11 トックントックン
「次は、あの木までー! ここから何歩かかるでしょうか?」
眞子が大きな動作で手を挙げる。
「あたしはねえ、二十八歩にします。ね、雛はどう?」
「ヒナはぁ、んーと、さんじゅう!」
「おっけい。雛は三十で。じゃあ凛ちゃん、何歩にしましょうかー?」
このゲームがーー眞子発案の「何歩かかるでしょうかゲーム」がーーはじまったのは、山道を下りはじめてかなり経った頃だった。
どんなゲームかっていうと、道の先の目印になるものを選んで、そこまでの歩数を予想するっていう。
服を着替え終えてから、とにかく人里を目指そうって、山道を下ることになった。
はじめは普通に歩いてた。草地から見えた村落を目指して、とにかく道なりに下っていけば着くだろうって。
でも、見たかんじではすぐ近くっぽい村落まで、実際にはかなりの距離があったらしい。
いくら歩いても、山道の終わりが見えない。どこまで行けば麓にたどり着くんだろう……って、誰も口にはしないけど、きっと不安になりはじめた頃。
眞子が道の先の大きな岩を指して、
「あのさ、あの岩まで何歩くらいだと思う?」
っていい出した。
そこから、このゲームがはじまった。
全員が歩数を予想して、足並みを揃えて歩く。予想から一番遠かった人が負けで、次の目標まで、全員の服を入れた袋を持っていく。

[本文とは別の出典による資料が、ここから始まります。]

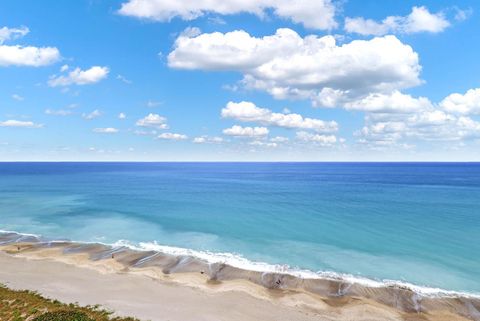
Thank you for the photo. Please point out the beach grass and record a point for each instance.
(30, 306)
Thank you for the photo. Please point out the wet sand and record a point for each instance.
(156, 286)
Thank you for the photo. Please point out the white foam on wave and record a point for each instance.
(238, 261)
(241, 262)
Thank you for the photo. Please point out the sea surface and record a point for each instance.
(415, 223)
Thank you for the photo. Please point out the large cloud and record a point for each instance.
(318, 14)
(24, 55)
(419, 20)
(289, 66)
(429, 125)
(79, 77)
(248, 112)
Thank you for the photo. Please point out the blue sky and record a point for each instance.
(154, 80)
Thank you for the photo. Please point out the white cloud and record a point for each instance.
(107, 130)
(12, 33)
(207, 139)
(419, 20)
(59, 112)
(240, 131)
(407, 130)
(279, 139)
(395, 102)
(19, 123)
(28, 56)
(80, 77)
(248, 112)
(17, 97)
(318, 14)
(288, 66)
(153, 121)
(94, 114)
(323, 140)
(172, 136)
(263, 144)
(468, 103)
(152, 103)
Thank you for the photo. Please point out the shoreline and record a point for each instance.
(326, 296)
(239, 262)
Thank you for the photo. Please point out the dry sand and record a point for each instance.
(149, 294)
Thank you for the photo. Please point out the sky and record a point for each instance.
(228, 80)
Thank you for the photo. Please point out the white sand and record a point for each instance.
(181, 297)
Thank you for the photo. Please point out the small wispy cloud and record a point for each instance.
(94, 114)
(58, 112)
(20, 123)
(107, 130)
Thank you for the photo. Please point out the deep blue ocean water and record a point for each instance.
(412, 222)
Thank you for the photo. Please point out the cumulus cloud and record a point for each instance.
(107, 130)
(429, 125)
(124, 79)
(239, 131)
(94, 114)
(468, 103)
(172, 136)
(207, 139)
(153, 121)
(279, 139)
(318, 14)
(263, 144)
(80, 77)
(24, 55)
(323, 140)
(288, 66)
(19, 123)
(12, 33)
(248, 112)
(59, 112)
(395, 102)
(419, 20)
(152, 103)
(28, 56)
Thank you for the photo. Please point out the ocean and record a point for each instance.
(406, 223)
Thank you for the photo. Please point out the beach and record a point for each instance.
(94, 274)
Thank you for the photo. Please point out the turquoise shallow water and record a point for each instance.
(412, 222)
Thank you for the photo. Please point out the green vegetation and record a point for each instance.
(30, 306)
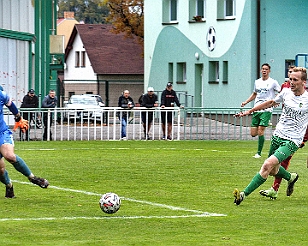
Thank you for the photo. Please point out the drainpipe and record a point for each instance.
(258, 37)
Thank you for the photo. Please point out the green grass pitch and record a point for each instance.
(173, 193)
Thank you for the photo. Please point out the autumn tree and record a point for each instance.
(87, 11)
(127, 16)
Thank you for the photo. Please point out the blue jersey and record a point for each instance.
(4, 100)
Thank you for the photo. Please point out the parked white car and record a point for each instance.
(83, 107)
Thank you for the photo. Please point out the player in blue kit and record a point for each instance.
(7, 148)
(287, 137)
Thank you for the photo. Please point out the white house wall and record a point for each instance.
(74, 74)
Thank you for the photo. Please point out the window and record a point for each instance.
(181, 72)
(77, 59)
(197, 10)
(229, 8)
(71, 93)
(83, 58)
(170, 72)
(173, 10)
(170, 9)
(214, 72)
(225, 72)
(225, 9)
(288, 63)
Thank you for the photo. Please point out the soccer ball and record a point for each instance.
(110, 203)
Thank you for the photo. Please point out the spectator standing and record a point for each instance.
(125, 102)
(149, 100)
(29, 101)
(168, 99)
(49, 101)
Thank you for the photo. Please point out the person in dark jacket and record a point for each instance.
(49, 101)
(168, 99)
(126, 102)
(149, 100)
(29, 101)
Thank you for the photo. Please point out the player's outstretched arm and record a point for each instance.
(267, 104)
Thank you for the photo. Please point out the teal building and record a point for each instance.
(213, 49)
(30, 50)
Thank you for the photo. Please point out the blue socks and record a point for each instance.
(5, 178)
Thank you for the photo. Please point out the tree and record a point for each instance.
(87, 11)
(127, 16)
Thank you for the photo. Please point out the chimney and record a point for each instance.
(68, 15)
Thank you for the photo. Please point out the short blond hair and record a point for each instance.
(302, 70)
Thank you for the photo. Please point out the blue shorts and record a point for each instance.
(6, 137)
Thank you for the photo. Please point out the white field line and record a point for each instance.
(198, 213)
(112, 217)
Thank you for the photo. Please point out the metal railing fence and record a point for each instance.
(187, 124)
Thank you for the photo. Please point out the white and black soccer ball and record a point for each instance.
(211, 38)
(110, 203)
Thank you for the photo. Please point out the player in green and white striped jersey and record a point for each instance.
(288, 135)
(265, 88)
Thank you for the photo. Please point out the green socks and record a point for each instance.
(283, 173)
(261, 140)
(256, 181)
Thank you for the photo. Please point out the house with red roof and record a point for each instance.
(99, 61)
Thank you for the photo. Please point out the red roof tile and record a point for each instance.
(110, 53)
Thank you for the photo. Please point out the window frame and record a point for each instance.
(77, 58)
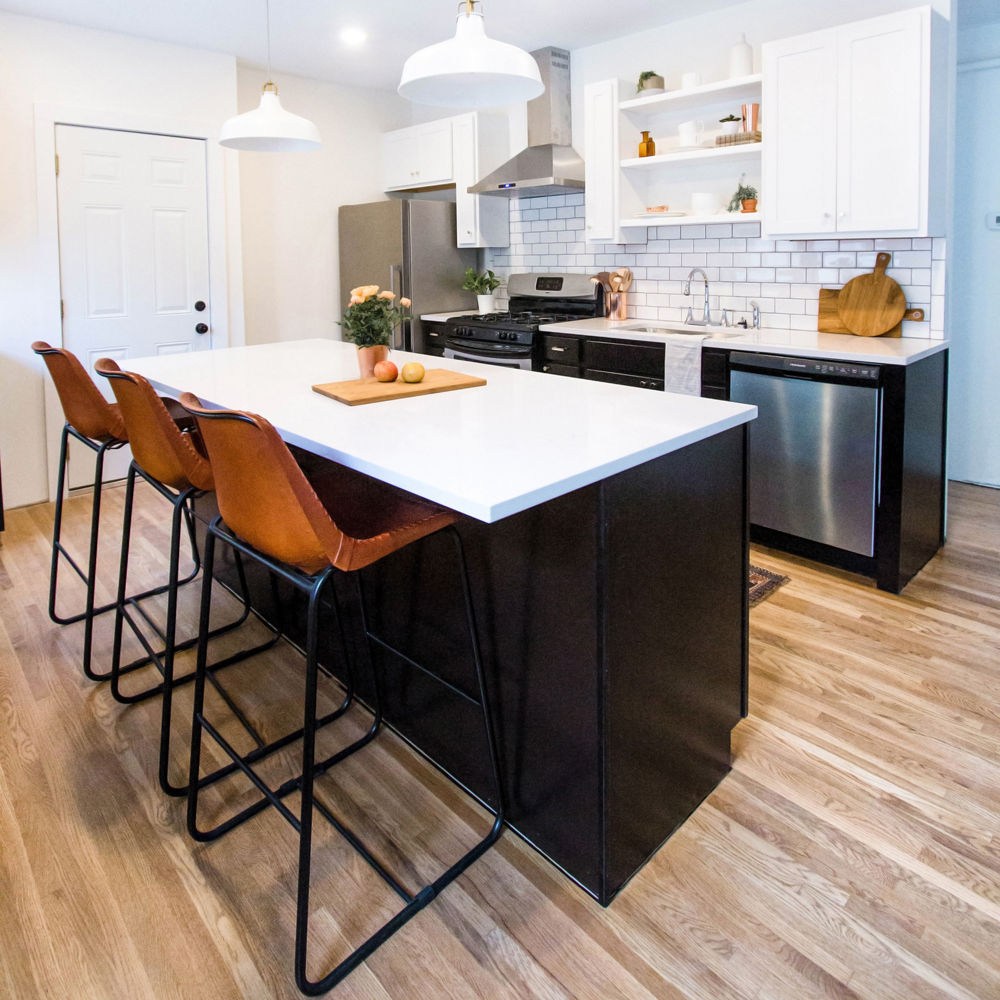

みんな疲れてたけど、ゲームなんだって思うとやる気が出はじめた。そしてみんなで並んで「いち、に」って数えながら歩くと、だんだん楽しくなってきた。
「ただ歩くより、ちょっとでも面白いほうがいいよね?」
って、眞子はいった。
すごいな、って思う。
リア充っていうけど、眞子の場合、ほんとになんでも充実させる。楽しみながら、さらっとやってのけてしまう。だからみんなに好かれて、もっと毎日が充実していくんだ。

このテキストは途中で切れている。